The Sikder Lab is equipped with cutting-edge fabrication and testing systems to advance regenerative implant research. We house high- and low-temperature Fused Filament Fabrication (FFF) 3D printers for biomaterial processing, along with a state-of-the-art bioprinter for developing live-tissue constructs. Our facilities include wet chemistry setups for material synthesis, multiple extruders for custom biomaterial formulation, and in-house developed platforms for applying controlled mechanical and electrical stimulation. Additionally, we have customized systems to measure electrical field generation in smart piezoelectric implants, enabling precise evaluation of their bioelectric properties.

This 3D printing system is designed for industrial and research applications. Its independent Dual Extrusion (IDEX) technology allows the use of two different print heads to work independently, enabling efficient multi-material printing or simultaneous printing of duplicate parts. The extruders can handle various materials, making the equipment versatile for complex projects.

This is a high-temperature 3D printer designed for industrial-grade materials such as PEEK, PEI, and other high-performance polymers. It features a heated chamber, high-temperature nozzles, and a build plate that enables precise and reliable printing of strong, heat-resistant parts. Its ability to handle advanced materials makes it well-suited for research applications and to produce parts that require durability and high thermal resistance.

This 3D printer is known for its reliability, ease of use, and high-quality prints. It supports a wide range of materials, including PLA, PETG, and ABS, with features such as automatic bed leveling and user-friendly interface. The open-source design allows for customization, making it versatile for projects in prototyping, education, and small-scale manufacturing.

This filament maker is designed to recycle plastic into 3D printing filament. It offers precise control over filament diameter, ensuring consistent quality for 3D printing.

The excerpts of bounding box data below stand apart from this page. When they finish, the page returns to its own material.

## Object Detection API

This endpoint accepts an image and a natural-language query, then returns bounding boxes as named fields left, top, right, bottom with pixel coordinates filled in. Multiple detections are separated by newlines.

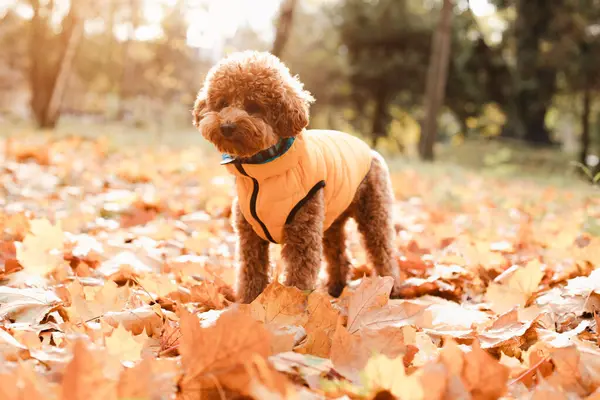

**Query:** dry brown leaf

left=60, top=339, right=117, bottom=400
left=0, top=328, right=29, bottom=361
left=485, top=260, right=544, bottom=313
left=105, top=325, right=148, bottom=361
left=462, top=342, right=510, bottom=400
left=17, top=219, right=64, bottom=276
left=296, top=292, right=340, bottom=357
left=331, top=322, right=414, bottom=382
left=240, top=281, right=307, bottom=325
left=103, top=305, right=169, bottom=336
left=179, top=311, right=270, bottom=395
left=348, top=276, right=394, bottom=332
left=117, top=358, right=177, bottom=399
left=0, top=286, right=62, bottom=324
left=362, top=355, right=425, bottom=400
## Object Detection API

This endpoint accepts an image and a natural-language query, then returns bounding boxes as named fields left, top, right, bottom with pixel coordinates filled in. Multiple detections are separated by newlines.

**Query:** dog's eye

left=246, top=101, right=262, bottom=114
left=217, top=99, right=229, bottom=110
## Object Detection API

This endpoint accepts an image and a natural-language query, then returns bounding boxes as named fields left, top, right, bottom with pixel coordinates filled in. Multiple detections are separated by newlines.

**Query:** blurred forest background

left=0, top=0, right=600, bottom=181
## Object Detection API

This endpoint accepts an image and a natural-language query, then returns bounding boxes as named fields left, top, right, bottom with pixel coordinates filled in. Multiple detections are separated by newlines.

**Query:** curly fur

left=193, top=52, right=398, bottom=303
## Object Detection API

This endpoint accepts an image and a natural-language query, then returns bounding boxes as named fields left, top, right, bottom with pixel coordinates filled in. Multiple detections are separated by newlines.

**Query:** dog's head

left=193, top=51, right=314, bottom=157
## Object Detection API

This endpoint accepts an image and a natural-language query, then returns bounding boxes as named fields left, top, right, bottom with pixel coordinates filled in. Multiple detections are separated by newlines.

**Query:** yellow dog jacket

left=223, top=130, right=373, bottom=243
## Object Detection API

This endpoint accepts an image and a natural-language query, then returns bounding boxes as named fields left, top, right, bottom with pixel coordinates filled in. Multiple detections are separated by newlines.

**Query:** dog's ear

left=277, top=81, right=315, bottom=137
left=192, top=90, right=207, bottom=127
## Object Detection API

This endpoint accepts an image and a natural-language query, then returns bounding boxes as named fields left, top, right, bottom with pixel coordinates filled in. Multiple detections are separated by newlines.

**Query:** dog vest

left=223, top=130, right=373, bottom=243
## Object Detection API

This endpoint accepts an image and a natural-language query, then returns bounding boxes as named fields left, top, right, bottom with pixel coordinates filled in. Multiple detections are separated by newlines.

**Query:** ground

left=0, top=125, right=600, bottom=400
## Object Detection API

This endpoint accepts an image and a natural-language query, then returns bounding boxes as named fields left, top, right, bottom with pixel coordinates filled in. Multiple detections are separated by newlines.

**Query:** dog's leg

left=234, top=201, right=269, bottom=303
left=355, top=153, right=399, bottom=295
left=281, top=190, right=325, bottom=290
left=323, top=212, right=350, bottom=297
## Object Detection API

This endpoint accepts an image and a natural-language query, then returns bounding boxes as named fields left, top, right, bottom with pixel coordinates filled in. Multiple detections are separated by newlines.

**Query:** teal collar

left=221, top=137, right=295, bottom=165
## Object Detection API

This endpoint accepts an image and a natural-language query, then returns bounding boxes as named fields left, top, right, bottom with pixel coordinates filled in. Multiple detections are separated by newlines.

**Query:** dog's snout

left=221, top=122, right=235, bottom=137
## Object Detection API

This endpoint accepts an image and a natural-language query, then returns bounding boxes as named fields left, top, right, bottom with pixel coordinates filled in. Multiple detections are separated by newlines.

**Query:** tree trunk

left=29, top=0, right=82, bottom=128
left=502, top=0, right=562, bottom=145
left=579, top=86, right=592, bottom=166
left=419, top=0, right=453, bottom=161
left=117, top=0, right=141, bottom=121
left=371, top=87, right=388, bottom=148
left=48, top=17, right=83, bottom=126
left=271, top=0, right=297, bottom=58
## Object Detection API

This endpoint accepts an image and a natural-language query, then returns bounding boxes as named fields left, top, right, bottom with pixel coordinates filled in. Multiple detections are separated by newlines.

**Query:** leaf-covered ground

left=0, top=138, right=600, bottom=400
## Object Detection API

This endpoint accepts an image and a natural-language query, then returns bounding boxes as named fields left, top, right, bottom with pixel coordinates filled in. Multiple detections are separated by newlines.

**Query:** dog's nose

left=221, top=122, right=235, bottom=137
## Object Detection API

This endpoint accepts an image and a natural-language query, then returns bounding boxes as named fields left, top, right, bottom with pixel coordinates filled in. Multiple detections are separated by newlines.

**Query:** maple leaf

left=362, top=355, right=424, bottom=400
left=246, top=356, right=296, bottom=400
left=179, top=311, right=270, bottom=395
left=462, top=341, right=510, bottom=400
left=0, top=286, right=62, bottom=324
left=60, top=339, right=117, bottom=400
left=240, top=281, right=307, bottom=325
left=0, top=363, right=56, bottom=400
left=348, top=276, right=394, bottom=332
left=103, top=304, right=169, bottom=336
left=331, top=321, right=414, bottom=382
left=104, top=325, right=148, bottom=361
left=485, top=260, right=544, bottom=313
left=17, top=219, right=64, bottom=276
left=68, top=281, right=129, bottom=321
left=190, top=282, right=227, bottom=310
left=0, top=241, right=23, bottom=279
left=295, top=292, right=340, bottom=357
left=0, top=328, right=29, bottom=361
left=117, top=358, right=178, bottom=399
left=479, top=309, right=540, bottom=349
left=137, top=274, right=177, bottom=297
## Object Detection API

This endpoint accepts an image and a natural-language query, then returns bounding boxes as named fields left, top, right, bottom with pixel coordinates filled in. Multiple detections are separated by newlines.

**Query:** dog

left=192, top=51, right=399, bottom=303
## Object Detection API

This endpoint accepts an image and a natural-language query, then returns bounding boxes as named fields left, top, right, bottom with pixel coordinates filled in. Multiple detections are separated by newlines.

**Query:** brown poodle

left=193, top=51, right=399, bottom=303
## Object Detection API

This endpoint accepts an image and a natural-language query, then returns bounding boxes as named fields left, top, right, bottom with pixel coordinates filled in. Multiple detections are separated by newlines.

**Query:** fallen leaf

left=60, top=340, right=117, bottom=400
left=241, top=281, right=307, bottom=325
left=17, top=219, right=64, bottom=276
left=348, top=276, right=394, bottom=332
left=179, top=311, right=270, bottom=396
left=485, top=261, right=544, bottom=314
left=363, top=355, right=425, bottom=400
left=105, top=325, right=148, bottom=361
left=0, top=286, right=62, bottom=324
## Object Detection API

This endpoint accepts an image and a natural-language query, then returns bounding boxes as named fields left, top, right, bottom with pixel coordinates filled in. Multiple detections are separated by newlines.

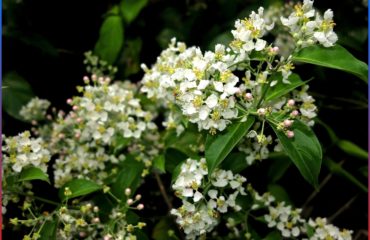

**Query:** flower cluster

left=2, top=131, right=51, bottom=173
left=43, top=78, right=161, bottom=187
left=171, top=158, right=246, bottom=239
left=19, top=97, right=50, bottom=122
left=248, top=186, right=352, bottom=240
left=281, top=0, right=338, bottom=49
left=141, top=39, right=239, bottom=133
left=230, top=7, right=274, bottom=56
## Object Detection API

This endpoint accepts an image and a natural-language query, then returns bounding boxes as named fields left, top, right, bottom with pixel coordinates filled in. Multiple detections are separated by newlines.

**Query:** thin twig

left=154, top=172, right=172, bottom=210
left=328, top=194, right=358, bottom=222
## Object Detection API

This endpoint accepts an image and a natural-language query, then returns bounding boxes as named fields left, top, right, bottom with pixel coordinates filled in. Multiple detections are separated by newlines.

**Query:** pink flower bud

left=137, top=203, right=144, bottom=210
left=245, top=93, right=253, bottom=101
left=83, top=76, right=90, bottom=84
left=287, top=99, right=295, bottom=107
left=286, top=130, right=294, bottom=138
left=290, top=110, right=299, bottom=117
left=125, top=188, right=131, bottom=196
left=135, top=194, right=141, bottom=201
left=284, top=119, right=293, bottom=128
left=257, top=108, right=266, bottom=116
left=104, top=234, right=112, bottom=240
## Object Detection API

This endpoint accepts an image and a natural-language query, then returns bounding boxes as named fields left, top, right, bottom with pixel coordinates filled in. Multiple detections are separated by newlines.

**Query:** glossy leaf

left=2, top=72, right=34, bottom=121
left=18, top=167, right=50, bottom=183
left=205, top=116, right=255, bottom=175
left=153, top=154, right=166, bottom=173
left=324, top=158, right=368, bottom=193
left=267, top=184, right=292, bottom=205
left=112, top=158, right=144, bottom=199
left=39, top=220, right=58, bottom=240
left=267, top=152, right=292, bottom=183
left=120, top=0, right=148, bottom=23
left=337, top=140, right=369, bottom=160
left=293, top=44, right=368, bottom=83
left=271, top=120, right=322, bottom=187
left=59, top=179, right=102, bottom=200
left=221, top=152, right=248, bottom=173
left=265, top=73, right=307, bottom=101
left=94, top=15, right=124, bottom=64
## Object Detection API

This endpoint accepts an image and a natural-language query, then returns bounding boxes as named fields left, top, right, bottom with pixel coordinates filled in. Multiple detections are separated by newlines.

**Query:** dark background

left=2, top=0, right=368, bottom=239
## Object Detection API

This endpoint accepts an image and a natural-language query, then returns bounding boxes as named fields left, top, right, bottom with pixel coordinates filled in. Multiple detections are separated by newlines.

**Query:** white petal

left=255, top=39, right=266, bottom=51
left=206, top=94, right=218, bottom=109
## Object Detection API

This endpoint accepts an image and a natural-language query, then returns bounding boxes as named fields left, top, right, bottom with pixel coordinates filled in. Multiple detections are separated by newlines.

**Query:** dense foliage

left=2, top=0, right=368, bottom=240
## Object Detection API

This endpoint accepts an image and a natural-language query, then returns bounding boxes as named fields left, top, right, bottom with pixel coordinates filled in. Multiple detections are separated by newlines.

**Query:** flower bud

left=290, top=110, right=299, bottom=117
left=245, top=93, right=253, bottom=101
left=135, top=194, right=141, bottom=201
left=125, top=188, right=131, bottom=196
left=137, top=203, right=144, bottom=210
left=257, top=108, right=266, bottom=116
left=284, top=119, right=293, bottom=128
left=286, top=130, right=294, bottom=138
left=287, top=99, right=295, bottom=107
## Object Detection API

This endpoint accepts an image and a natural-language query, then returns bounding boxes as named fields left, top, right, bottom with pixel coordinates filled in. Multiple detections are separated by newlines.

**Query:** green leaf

left=205, top=116, right=255, bottom=176
left=94, top=15, right=124, bottom=64
left=153, top=154, right=166, bottom=173
left=152, top=217, right=176, bottom=240
left=59, top=179, right=102, bottom=200
left=120, top=0, right=148, bottom=23
left=324, top=158, right=368, bottom=193
left=18, top=167, right=50, bottom=183
left=164, top=148, right=188, bottom=173
left=263, top=230, right=283, bottom=240
left=39, top=220, right=58, bottom=240
left=293, top=44, right=368, bottom=83
left=267, top=152, right=292, bottom=183
left=267, top=184, right=292, bottom=205
left=337, top=139, right=369, bottom=160
left=270, top=120, right=322, bottom=187
left=3, top=72, right=35, bottom=121
left=112, top=158, right=144, bottom=199
left=221, top=152, right=248, bottom=173
left=265, top=73, right=307, bottom=102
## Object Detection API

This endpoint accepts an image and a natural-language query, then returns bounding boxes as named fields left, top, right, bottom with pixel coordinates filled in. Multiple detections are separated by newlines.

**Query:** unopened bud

left=125, top=188, right=131, bottom=196
left=290, top=110, right=299, bottom=117
left=83, top=76, right=90, bottom=84
left=137, top=203, right=144, bottom=210
left=245, top=93, right=253, bottom=101
left=135, top=194, right=141, bottom=201
left=286, top=131, right=294, bottom=138
left=287, top=99, right=295, bottom=107
left=284, top=119, right=293, bottom=128
left=257, top=108, right=266, bottom=116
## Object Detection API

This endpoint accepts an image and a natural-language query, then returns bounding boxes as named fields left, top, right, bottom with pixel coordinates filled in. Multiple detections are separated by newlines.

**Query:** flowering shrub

left=2, top=0, right=367, bottom=240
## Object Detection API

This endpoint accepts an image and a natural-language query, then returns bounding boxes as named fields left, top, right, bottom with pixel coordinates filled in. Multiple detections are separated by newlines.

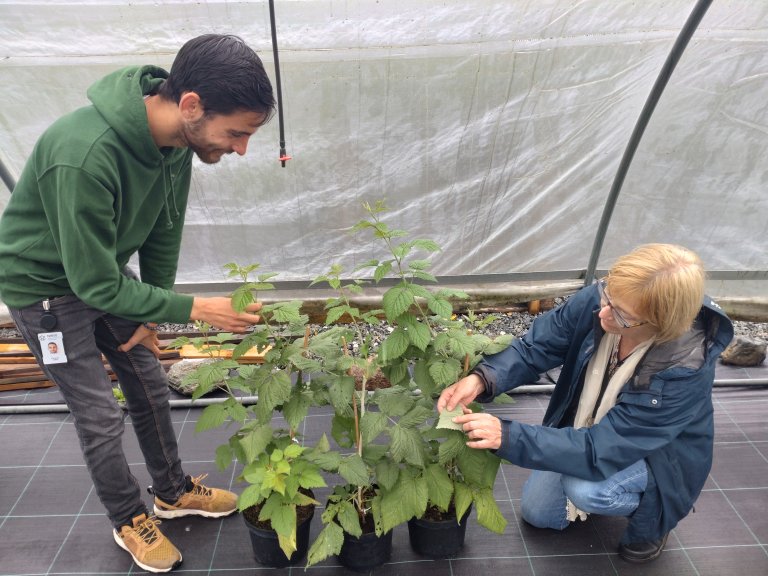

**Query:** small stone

left=720, top=336, right=768, bottom=366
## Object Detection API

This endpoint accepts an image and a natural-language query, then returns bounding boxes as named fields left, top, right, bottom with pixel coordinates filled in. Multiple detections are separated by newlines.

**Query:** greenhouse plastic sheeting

left=0, top=0, right=768, bottom=295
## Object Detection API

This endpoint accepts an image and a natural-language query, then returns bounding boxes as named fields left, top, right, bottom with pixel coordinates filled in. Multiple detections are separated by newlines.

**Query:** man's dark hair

left=158, top=34, right=275, bottom=124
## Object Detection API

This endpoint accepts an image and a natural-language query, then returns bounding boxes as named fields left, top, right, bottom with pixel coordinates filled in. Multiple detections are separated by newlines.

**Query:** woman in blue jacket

left=437, top=244, right=733, bottom=562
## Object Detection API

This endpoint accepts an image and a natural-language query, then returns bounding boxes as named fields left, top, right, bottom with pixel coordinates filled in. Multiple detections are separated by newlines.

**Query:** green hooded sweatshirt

left=0, top=66, right=192, bottom=322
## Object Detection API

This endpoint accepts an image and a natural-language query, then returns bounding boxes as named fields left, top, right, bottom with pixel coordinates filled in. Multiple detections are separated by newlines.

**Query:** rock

left=720, top=336, right=768, bottom=366
left=168, top=358, right=223, bottom=396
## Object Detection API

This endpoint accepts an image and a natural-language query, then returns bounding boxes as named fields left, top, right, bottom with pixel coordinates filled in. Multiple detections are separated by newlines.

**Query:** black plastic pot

left=338, top=530, right=392, bottom=572
left=408, top=506, right=472, bottom=558
left=243, top=508, right=315, bottom=568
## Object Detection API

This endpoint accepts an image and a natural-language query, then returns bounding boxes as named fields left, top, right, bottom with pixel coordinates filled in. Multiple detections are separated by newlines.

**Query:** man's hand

left=117, top=324, right=160, bottom=358
left=453, top=408, right=501, bottom=450
left=437, top=374, right=485, bottom=412
left=189, top=296, right=261, bottom=332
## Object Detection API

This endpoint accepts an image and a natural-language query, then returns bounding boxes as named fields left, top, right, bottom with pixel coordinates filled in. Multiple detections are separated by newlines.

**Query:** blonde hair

left=607, top=244, right=705, bottom=342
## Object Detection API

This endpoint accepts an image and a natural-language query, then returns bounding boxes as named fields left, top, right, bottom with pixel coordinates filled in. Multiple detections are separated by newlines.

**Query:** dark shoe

left=619, top=532, right=669, bottom=564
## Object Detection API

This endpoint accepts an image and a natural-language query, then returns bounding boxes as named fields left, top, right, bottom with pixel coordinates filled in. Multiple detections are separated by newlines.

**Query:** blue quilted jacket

left=473, top=285, right=733, bottom=544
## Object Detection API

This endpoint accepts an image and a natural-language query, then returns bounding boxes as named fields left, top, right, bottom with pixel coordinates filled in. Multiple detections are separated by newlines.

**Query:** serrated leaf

left=339, top=454, right=370, bottom=486
left=435, top=404, right=464, bottom=432
left=381, top=327, right=410, bottom=362
left=407, top=322, right=432, bottom=352
left=382, top=285, right=413, bottom=322
left=375, top=458, right=400, bottom=490
left=391, top=426, right=424, bottom=467
left=424, top=464, right=453, bottom=511
left=373, top=260, right=392, bottom=283
left=360, top=411, right=387, bottom=444
left=429, top=358, right=461, bottom=388
left=336, top=501, right=363, bottom=538
left=438, top=432, right=464, bottom=465
left=453, top=482, right=474, bottom=518
left=283, top=391, right=312, bottom=430
left=380, top=470, right=429, bottom=533
left=238, top=424, right=272, bottom=462
left=475, top=489, right=507, bottom=534
left=427, top=297, right=453, bottom=318
left=216, top=444, right=233, bottom=471
left=195, top=404, right=227, bottom=432
left=307, top=522, right=344, bottom=566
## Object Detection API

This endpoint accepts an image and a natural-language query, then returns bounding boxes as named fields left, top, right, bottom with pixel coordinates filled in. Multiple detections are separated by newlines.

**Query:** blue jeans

left=10, top=296, right=185, bottom=527
left=521, top=460, right=648, bottom=530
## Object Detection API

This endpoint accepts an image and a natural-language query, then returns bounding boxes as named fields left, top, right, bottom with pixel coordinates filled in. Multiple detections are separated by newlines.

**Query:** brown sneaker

left=155, top=474, right=237, bottom=518
left=112, top=514, right=181, bottom=572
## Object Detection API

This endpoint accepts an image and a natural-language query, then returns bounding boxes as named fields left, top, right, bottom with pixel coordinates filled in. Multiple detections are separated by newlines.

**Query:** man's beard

left=181, top=117, right=232, bottom=164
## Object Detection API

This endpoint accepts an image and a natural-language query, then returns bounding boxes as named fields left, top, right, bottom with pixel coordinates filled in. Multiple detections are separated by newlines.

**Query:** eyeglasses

left=597, top=278, right=648, bottom=328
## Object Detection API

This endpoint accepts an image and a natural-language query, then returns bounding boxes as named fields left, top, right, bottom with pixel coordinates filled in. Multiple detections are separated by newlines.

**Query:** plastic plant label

left=436, top=404, right=464, bottom=431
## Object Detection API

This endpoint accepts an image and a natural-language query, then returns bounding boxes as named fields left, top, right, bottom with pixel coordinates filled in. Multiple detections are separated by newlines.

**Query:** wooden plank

left=179, top=344, right=272, bottom=364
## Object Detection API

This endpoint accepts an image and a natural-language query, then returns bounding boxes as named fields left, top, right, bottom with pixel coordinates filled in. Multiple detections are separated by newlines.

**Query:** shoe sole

left=112, top=530, right=183, bottom=574
left=154, top=504, right=237, bottom=520
left=619, top=535, right=669, bottom=564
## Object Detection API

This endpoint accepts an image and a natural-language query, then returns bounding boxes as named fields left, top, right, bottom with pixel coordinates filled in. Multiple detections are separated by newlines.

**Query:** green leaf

left=438, top=432, right=464, bottom=465
left=429, top=358, right=461, bottom=388
left=336, top=501, right=363, bottom=538
left=475, top=488, right=507, bottom=534
left=216, top=444, right=233, bottom=471
left=435, top=404, right=464, bottom=432
left=238, top=424, right=272, bottom=462
left=195, top=404, right=227, bottom=432
left=427, top=297, right=453, bottom=318
left=360, top=410, right=387, bottom=444
left=392, top=425, right=424, bottom=467
left=380, top=470, right=428, bottom=533
left=256, top=370, right=291, bottom=422
left=382, top=284, right=413, bottom=322
left=339, top=454, right=370, bottom=486
left=397, top=405, right=436, bottom=428
left=406, top=322, right=432, bottom=352
left=307, top=522, right=344, bottom=566
left=283, top=391, right=312, bottom=430
left=381, top=326, right=410, bottom=362
left=424, top=464, right=453, bottom=511
left=373, top=260, right=392, bottom=283
left=376, top=458, right=400, bottom=490
left=453, top=482, right=473, bottom=518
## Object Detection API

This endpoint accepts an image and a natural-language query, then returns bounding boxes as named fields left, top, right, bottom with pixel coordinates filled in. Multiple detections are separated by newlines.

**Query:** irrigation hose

left=269, top=0, right=291, bottom=168
left=0, top=378, right=768, bottom=415
left=584, top=0, right=712, bottom=286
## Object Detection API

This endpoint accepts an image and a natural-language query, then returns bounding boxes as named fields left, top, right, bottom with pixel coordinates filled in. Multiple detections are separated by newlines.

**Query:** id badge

left=37, top=332, right=67, bottom=364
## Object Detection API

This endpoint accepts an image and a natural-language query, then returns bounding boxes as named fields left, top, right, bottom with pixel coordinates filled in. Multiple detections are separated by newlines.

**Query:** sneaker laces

left=134, top=516, right=161, bottom=546
left=190, top=473, right=213, bottom=498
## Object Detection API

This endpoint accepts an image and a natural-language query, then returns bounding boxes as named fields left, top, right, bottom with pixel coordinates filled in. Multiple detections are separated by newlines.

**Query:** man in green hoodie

left=0, top=34, right=275, bottom=572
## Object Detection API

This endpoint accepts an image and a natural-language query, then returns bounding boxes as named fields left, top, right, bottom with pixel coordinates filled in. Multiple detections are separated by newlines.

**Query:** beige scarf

left=567, top=333, right=654, bottom=522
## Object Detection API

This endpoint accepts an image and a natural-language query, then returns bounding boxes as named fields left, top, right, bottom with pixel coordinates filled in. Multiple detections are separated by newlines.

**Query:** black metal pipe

left=0, top=154, right=16, bottom=192
left=269, top=0, right=291, bottom=168
left=584, top=0, right=712, bottom=286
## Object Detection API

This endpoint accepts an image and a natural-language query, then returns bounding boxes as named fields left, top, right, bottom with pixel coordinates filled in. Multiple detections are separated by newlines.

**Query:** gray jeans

left=10, top=296, right=185, bottom=527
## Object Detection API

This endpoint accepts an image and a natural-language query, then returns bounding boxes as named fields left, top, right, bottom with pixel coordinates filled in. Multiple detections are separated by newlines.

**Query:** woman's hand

left=437, top=374, right=485, bottom=412
left=453, top=408, right=501, bottom=450
left=117, top=324, right=160, bottom=358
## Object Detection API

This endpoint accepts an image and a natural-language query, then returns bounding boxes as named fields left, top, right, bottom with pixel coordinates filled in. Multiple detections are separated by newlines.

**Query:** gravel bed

left=0, top=301, right=768, bottom=345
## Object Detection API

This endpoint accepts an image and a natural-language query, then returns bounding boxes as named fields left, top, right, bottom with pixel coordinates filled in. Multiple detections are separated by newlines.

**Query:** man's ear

left=179, top=92, right=205, bottom=122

It supports a variety of thermoplastics, making it ideal for sustainable manufacturing, research, and custom filament production in education, prototyping, and material development.

This 3D printer is designed for bioprinting applications, allowing for the precise fabrication of tissue and organ models. It features multiple print heads, enabling the use of various bioinks and materials simultaneously. With a user-friendly interface and high precision, it supports complec research in tissue engineering and regenerative medicine. In addition, this system offers temperature-controlled print heads and a steril printing environment, allowing for the fabrication of cell-laden constructs and making it ideal for biomedical applications.